Difficile d’imaginer une journée entière sans consulter son fil d’actualité, sans « liker », sans partager une photo ou poster un article sur le premier réseau social du monde. C’est pourtant l’occasion de mesurer notre cyber dépendance pendant cette journée internationale qui, depuis 2010 et chaque 28 février, nous invite à se passer de Facebook.


C’est une journée qui risque de mettre à vif nos petits nerfs de geek. Arrêter de distribuer des clics et des « j’aime » à tous ses amis pendant 24h ? « Même pas cap ! » indiquaient sur leur page Facebook les promoteurs de l’évènement dont l’objectif principal est de lutter contre notre addiction aux réseaux sociaux.

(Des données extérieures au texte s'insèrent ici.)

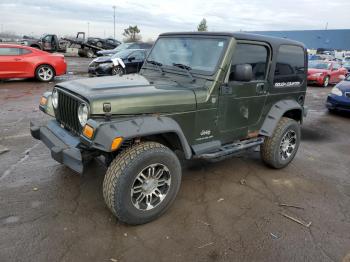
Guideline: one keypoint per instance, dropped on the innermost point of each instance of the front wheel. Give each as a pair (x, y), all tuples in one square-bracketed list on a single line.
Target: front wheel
[(326, 81), (279, 150), (142, 182), (45, 73)]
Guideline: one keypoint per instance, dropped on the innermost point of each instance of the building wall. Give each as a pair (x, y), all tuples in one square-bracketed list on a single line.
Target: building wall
[(333, 39)]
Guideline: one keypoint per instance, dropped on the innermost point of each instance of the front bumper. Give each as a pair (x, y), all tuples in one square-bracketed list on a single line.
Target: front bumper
[(340, 103), (64, 147), (315, 79)]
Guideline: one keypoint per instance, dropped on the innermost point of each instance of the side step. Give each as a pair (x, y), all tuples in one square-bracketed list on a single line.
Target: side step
[(231, 149)]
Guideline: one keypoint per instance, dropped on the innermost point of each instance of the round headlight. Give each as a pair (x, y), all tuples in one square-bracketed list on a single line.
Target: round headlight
[(83, 113), (54, 98), (336, 91)]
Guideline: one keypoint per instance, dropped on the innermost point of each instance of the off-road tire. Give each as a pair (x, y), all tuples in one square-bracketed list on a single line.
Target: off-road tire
[(121, 175), (270, 149)]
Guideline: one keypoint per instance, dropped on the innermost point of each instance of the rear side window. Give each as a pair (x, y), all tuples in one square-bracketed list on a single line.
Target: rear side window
[(255, 55), (290, 66), (10, 51)]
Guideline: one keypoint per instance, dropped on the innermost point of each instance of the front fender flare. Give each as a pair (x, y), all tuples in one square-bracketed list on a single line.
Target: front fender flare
[(135, 127), (275, 114)]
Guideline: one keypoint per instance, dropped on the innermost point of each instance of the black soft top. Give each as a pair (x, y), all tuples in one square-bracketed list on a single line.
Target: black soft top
[(274, 41)]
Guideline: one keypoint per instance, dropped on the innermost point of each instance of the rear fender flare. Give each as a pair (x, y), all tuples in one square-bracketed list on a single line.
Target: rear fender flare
[(275, 114), (134, 128)]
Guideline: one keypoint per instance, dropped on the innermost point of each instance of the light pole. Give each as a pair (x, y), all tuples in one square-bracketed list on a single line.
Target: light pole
[(114, 7)]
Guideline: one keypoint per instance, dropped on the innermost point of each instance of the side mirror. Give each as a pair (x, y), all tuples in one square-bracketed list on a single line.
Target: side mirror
[(243, 73)]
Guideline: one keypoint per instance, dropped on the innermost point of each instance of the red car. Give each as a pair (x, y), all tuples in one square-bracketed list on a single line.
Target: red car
[(17, 61), (325, 72)]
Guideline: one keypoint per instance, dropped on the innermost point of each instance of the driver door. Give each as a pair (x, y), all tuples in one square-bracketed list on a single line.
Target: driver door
[(47, 42), (241, 102)]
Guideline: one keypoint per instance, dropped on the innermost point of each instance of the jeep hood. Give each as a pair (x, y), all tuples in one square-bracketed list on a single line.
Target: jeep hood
[(132, 94)]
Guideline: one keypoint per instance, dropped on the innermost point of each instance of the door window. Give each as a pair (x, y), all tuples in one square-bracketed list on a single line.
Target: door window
[(139, 55), (290, 66), (255, 55)]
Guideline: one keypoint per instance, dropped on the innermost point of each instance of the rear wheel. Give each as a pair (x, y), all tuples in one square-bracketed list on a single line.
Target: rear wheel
[(326, 81), (142, 182), (279, 150), (45, 73), (117, 70)]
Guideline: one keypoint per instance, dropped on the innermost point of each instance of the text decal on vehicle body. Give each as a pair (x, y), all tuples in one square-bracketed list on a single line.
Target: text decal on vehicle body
[(287, 84)]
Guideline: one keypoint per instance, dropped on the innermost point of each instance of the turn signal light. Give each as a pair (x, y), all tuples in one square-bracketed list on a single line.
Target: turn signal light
[(43, 101), (88, 131), (116, 143)]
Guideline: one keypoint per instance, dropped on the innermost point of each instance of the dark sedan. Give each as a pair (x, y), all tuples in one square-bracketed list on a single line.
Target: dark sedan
[(339, 98), (108, 43), (124, 46), (125, 62)]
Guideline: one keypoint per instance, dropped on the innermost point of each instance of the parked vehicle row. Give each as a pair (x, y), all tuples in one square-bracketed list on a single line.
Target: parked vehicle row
[(18, 61), (339, 98), (124, 62), (324, 73), (131, 45)]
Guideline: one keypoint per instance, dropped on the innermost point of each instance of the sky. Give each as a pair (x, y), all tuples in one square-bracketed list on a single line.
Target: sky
[(65, 18)]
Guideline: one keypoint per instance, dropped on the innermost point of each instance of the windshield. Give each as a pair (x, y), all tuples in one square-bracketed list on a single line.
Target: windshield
[(319, 65), (123, 54), (122, 46), (196, 53)]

Les Français, par exemple, passent en moyenne 1h23 par jour à papoter par réseau interposé, mais bien moins que les Philippins avec 4 heures par jour et par utilisateur, selon la dernière édition du Rapport Mondial Digital. Cette overdose de surf social ne profite qu’à la firme américaine de Mark Zuckerberg, estime Thomas Fauré, fondateur de Whaller, une plateforme européenne de réseaux sociaux privatifs, basée sur le respect de nos données privées.

Seize milliards de bénéfice pour Facebook

Les promoteurs de la journée dénoncent également une avalanche « de pubs intrusives » sur le réseau social. Une manière de rappeler que Facebook doit tout à ses 2 milliards d’abonnés. Aujourd’hui, la firme empoche comme revenus publicitaires 4 dollars 75 en moyenne par utilisateur, soit environ 16 milliards d’euros de bénéfice net l’an dernier.

Le « boycott » symbolique organisé aujourd’hui ne vise pas uniquement l’entreprise de Mark Zuckerberg, mais s’adresse aussi aux GAFAM, c’est-à-dire Google, Apple, Facebook, Amazon et Microsoft qui partagent la même philosophie : quand le service est gratuit, c’est vous le produit.

Cependant, si le mot d’ordre ce 28 février est « débranche tout ! Revenons à nous », comme l’interprétait la regrettée France Gall, il est à craindre que cette journée de déconnexion, comme les années précédentes, se révèle mission impossible pour la plupart des drogués aux médias sociaux que nous sommes devenus.